Guaino n'a pas aimé qu'on le traite de raciste ou de paternaliste. C'est la principale leçon de ce texte qui, plutôt qu'une auto-justification, inflige une volée de bois vert a ses contradicteurs, à grands coups de Senghor, de Lévi-Strauss ou de Braudel. Raciste, Guaino – alors que «jamais un président français n'avait été aussi loin sur l'esclavage et la colonisation»? Qu'on en juge: n'a-t-il pas fait dire verbatim à l'acteur élyséen que, oui, «il y a eu la traite négrière» et que, oui, les Européens «ont eu tort»? Si ça n'est pas du lourd, s'émeut la plume – qui, dans le même souffle, gâche immédiatement son coming-out altermondialiste en ne pouvant s'empêcher, c'est plus fort que lui, de copier-coller aussi la suite, rappel des colons «qui ont construit des ponts, des routes, des hôpitaux, des dispensaires, des écoles»...
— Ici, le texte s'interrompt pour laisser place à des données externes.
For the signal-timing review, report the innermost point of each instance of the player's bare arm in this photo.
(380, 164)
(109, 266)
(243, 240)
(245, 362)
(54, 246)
Inutile de s'appesantir. J'ai déjà analysé ailleurs les inimitables qualités de l'historien amateur, qui ne connaît qu'une figure de style – l'anaphore –, qu'un outil démonstratif – l'argument d'autorité – et qu'un mode de pensée – le cliché. La vraie information est ailleurs: dans ce retour exaspéré sur une critique jugée intolérable. Aura-t-on semblable explication de texte pour chacun des discours de celui qui est payé pour les produire – et pourquoi pas les réponses aux répliques puis la réfutation des objections? Ce long couloir de pleurnicheries peut s'étendre bien au-delà des deux mandats de Sarkozy. Mais, selon une tactique constante de l'équipe au pouvoir, il s'agit bien ici de réduire à néant toute contradiction, d'imposer à tous une raison et une seule. Qu'on se le dise: on répètera autant qu'il faut slogans et préjugés, sur tous les tons et dans tous les canards (si utiles à la démocratie), jusqu'à en faire l'unique vérité possible. Fut-ce du trou du souffleur, rien ne fera taire cette volonté farouche de prescrire l'histoire. Dans une vision certes plus proche de George Orwell que de Marc Bloch (mais ils ne font ni l'un ni l'autre partie du répertoire de citations du nègre).